There’s so much to say about this film! Director Eric Machiela’s use of nature imagery is perfectly-timed and poignant. (The saccharine piano music is the only major aesthetic flaw.) It opens a bit defensively, with the three subjects talking about how they just want to be known and not judged, but once we settle in to hearing their stories the movie finds its rhythm. I wanted to know so much more about all of them; I wanted to hang out with them.
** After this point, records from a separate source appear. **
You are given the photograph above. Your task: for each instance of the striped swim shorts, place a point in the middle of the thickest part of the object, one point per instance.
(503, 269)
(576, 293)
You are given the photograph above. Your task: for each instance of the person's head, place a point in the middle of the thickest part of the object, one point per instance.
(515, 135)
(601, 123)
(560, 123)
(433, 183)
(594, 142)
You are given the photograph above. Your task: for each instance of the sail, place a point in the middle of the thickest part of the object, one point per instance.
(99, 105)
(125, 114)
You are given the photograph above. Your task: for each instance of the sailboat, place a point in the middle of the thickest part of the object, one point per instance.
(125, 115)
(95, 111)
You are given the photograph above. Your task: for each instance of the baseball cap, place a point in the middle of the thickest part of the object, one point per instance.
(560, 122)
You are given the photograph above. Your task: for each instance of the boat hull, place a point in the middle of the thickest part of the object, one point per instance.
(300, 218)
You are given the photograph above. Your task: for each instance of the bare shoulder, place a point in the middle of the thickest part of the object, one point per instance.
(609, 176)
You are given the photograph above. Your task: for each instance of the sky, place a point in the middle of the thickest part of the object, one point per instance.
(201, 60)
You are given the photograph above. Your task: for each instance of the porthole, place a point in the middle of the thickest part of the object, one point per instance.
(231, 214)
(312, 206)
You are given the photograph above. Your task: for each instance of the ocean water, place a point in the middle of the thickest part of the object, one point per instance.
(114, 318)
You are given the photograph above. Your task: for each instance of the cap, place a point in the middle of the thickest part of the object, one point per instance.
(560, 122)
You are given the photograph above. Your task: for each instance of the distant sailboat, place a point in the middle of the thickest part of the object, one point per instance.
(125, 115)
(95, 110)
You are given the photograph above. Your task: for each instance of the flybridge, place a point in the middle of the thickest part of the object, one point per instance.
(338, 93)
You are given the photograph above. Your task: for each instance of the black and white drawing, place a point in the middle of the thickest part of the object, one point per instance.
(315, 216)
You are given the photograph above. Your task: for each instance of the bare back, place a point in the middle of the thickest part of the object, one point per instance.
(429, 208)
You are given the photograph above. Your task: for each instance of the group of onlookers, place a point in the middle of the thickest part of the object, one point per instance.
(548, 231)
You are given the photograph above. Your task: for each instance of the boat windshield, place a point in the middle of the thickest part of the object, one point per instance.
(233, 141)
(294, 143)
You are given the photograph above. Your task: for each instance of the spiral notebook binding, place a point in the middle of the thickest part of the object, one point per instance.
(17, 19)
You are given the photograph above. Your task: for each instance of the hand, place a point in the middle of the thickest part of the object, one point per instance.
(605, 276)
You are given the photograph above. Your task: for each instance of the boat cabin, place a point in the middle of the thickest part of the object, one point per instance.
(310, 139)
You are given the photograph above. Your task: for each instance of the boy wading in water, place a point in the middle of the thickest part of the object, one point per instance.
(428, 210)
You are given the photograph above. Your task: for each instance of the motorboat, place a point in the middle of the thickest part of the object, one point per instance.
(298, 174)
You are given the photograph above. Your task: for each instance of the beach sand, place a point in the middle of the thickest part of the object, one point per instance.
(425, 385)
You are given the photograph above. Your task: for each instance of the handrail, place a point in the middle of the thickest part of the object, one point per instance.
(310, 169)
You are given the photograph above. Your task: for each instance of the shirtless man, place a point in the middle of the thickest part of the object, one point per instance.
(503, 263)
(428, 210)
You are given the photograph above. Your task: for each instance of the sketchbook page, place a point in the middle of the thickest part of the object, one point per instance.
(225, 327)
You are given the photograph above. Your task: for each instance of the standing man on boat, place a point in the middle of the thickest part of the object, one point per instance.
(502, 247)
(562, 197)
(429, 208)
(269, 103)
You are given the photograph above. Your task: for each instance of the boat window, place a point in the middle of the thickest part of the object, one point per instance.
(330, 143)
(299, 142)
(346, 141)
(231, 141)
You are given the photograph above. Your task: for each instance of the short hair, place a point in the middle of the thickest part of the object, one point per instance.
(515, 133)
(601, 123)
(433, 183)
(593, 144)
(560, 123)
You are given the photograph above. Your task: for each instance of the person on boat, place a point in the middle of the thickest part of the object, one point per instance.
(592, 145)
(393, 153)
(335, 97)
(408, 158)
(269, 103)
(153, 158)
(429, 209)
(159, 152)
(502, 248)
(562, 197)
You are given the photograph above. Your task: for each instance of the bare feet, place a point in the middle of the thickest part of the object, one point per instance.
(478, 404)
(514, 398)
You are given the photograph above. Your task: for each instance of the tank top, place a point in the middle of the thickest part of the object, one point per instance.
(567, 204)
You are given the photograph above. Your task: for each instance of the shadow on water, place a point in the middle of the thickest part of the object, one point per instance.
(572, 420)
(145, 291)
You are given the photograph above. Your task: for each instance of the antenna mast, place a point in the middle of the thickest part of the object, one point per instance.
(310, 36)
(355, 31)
There are tart words from Mother Angelica, “the pirate nun,” and tender memories of the good old nights at Studio 54; there’s fondness for the Church and fury at God; financial upheaval, a miserable peace sign, self-sacrificial gay love, and a Good Friday buzzkill from John Paul II himself.
There are some fascinating theological contrasts: Paul’s most direct experiences of God come when he is being rescued or spared something he expected to be unbearably painful—the most intense example comes when he’s on the way to the doctor to learn his HIV status—whereas both Dan and especially Rilene see God’s hand most clearly in the losses and humiliations of life. (For readers of my AmCon piece: I was struck by how unembarrassed Dan and Rilene were by their own loneliness and suffering. It’s a part of life, to be approached with the same passion and good humor as other parts.) I think this movie would challenge any Christian—no matter their church affiliation or views on sexual ethics. It shows the wild diversity within orthodoxy, the sheer weirdness and unpredictability of faithful Catholic lives.
“Desire” beautifully shows common human experiences such as longing, loneliness, the loss of a loved one, the slow building of a lifelong love, and the attempt to reconcile religious faith and romantic love, experienced from a unique perspective. These stories are as richly textured as a nineteenth-century novel, suffused with hope and mystery, and told just about as well as I can imagine. I’m not sure how to get a copy, but you can try Gorilla Pictures or Level Ground—it’s worth making a real effort to find this thing.